Bonci and colleagues discovered that cocaine changes the brain by apparently hijacking a normal learning process, known as long term potentiation (LTP). The basic cellular mechanism of LTP, in which the chemical connections between two different types of neurons are strengthened, is the most widely studied process of normal memory. Researchers believe that LTP occurs when you learn anything -- whether it's explicit, like how to drive a car, or passive, like watching television and developing recognition of actors' faces. Typically examined in regions like the hippocampus, where normal memory is stored, LTP results from a small neural chain reaction triggered by the neurotransmitter glutamate and passed on by receptors on the dopamine neuron membrane. Dopamine neurons have two different kinds of receptors that are involved in the process of releasing dopamine -- NMDA and AMPA receptors, which respond to different stimuli. Essentially, when glutamate neurons release glutamate, it excites the NMDA receptors in the dopamine neurons. In turn, they affect the dopamine neuron's AMPA receptors. The changes in the AMPA receptors then trigger the release of dopamine, the brain's feel-good neurotransmitter. Crucially, following this reaction, the chemical bond between the two types of brain cell is strengthened and the AMPA receptors have an increased activity in response to glutamate. In the case of normal learning, this effect is thought of as a kind of memory. In the case of drugs, this kind of memory might open a window to addiction.

The researchers looked for LTP in the brain tissue of cocaine-treated mice; specifically examining tissue from the ventral tegmental area (VTA), a small region in the midbrain associated with addiction. Not only did they find evidence of LTP in response to a single dose of cocaine, they found that it was widespread throughout the region and that it lasted long after the drug had left the body. Both results are stunning. According to Mark Ungless, a coauthor on the paper, "When you learn something, you might expect to see a change in very few synaptic connections." However, the cocaine seemed to change all the dopamine neurons in the VTA for about a week.

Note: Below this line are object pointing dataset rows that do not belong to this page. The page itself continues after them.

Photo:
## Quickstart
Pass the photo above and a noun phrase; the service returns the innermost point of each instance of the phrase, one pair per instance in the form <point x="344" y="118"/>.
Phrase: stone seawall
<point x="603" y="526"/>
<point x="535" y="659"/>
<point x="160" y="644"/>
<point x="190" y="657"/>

Bonci stresses the intensely complicated nature of addiction. The relative contribution of psychological, social, and neurological factors is far from clear. "Dopamine neurons are there for normal pleasures, for sex, food, etc." he said, "but the problem with addiction is that the same brain regions that normally serve as a wonderful tool to make you experience craving, like the craving for a food or a person, work in a pathological way." It's likely that the LTP induced by cocaine use also occurs with other drugs, like heroin and nicotine. If the effect can be generalized, it would help explain how some drugs are rapidly addictive and why, for some people who have successfully kicked an addiction, just one trip can reignite the hunger. The finding also sheds light on the problem of cross-sensitization. Someone with a heightened responsiveness to cocaine (resulting from recent or habitual use) is at risk of also having greater sensitivity to other legal or illegal drugs with similar molecular structure. This sensitization might be experienced as a craving and it could lead to addiction. Cross-sensitization has been demonstrated behaviorally -- mice dosed with cocaine and amphetamines also showed a heightened response to morphine -- but its neural mechanism has not previously been understood.

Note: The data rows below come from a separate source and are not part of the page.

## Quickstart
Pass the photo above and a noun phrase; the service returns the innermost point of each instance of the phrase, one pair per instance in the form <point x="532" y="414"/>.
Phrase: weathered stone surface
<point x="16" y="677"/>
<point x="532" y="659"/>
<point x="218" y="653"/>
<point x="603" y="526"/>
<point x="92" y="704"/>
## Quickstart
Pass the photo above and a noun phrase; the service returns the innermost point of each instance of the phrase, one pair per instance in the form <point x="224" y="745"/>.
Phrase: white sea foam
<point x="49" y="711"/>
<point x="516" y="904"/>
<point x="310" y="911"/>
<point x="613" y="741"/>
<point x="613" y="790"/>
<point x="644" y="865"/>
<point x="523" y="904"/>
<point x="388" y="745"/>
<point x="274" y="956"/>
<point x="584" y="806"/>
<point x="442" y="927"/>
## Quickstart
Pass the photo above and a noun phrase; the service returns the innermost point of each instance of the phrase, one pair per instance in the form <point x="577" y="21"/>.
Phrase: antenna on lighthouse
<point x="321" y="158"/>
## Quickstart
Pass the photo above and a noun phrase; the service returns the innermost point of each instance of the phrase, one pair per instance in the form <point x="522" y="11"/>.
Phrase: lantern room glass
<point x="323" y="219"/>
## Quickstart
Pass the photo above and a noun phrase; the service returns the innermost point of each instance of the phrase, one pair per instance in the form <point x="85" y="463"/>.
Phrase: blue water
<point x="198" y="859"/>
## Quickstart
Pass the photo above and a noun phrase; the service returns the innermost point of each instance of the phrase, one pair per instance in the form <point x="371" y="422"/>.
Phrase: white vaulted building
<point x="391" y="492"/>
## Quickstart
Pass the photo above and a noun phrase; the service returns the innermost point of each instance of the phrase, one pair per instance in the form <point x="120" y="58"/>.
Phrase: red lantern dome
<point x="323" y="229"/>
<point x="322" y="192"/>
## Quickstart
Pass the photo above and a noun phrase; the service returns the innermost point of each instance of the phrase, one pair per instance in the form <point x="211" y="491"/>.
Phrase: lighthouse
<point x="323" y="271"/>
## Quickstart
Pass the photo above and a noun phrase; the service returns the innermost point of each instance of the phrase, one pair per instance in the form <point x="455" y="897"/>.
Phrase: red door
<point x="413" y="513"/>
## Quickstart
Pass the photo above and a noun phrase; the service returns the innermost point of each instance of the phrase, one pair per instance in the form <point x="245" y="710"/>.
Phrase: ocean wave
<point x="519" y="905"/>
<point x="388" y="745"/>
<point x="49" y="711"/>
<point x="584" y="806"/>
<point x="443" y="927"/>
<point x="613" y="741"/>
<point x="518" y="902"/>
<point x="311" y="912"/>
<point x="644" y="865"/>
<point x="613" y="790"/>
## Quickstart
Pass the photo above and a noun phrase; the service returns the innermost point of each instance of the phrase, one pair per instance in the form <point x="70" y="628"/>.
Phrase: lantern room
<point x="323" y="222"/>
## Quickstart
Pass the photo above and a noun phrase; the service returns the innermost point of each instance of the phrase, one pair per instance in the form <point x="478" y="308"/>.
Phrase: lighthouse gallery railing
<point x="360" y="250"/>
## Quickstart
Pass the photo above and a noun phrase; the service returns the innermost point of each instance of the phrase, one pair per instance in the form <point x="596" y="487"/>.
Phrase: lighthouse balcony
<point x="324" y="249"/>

Bonci's findings are striking because LTP in response to drug administration has never been demonstrated in live subjects before. How much does it matter that the subjects were mice? As far as reporting the experience goes, we can't know. But this is also a problem for human research. When people report a high, their varying experiences can't be measured objectively. Neurologically, one of the main differences is that there is less individual variability in mice than humans. So we could expect that, as with all drugs, individual physiology would shape the degree of the neurological response to cocaine. Social and psychological factors also play a role.

The next step for the researchers is finding out how long cocaine-induced neural changes last. They will be testing whether multiple doses of the drug strengthen the brain's "memory" for cocaine. Discovering whether the effect, once initiated, can be reversed is another goal. "The question," said Bonci, "is how to develop drugs that interfere with cocaine-induced changes but not with normal memory formation." No such drug, tested for human use, yet exists.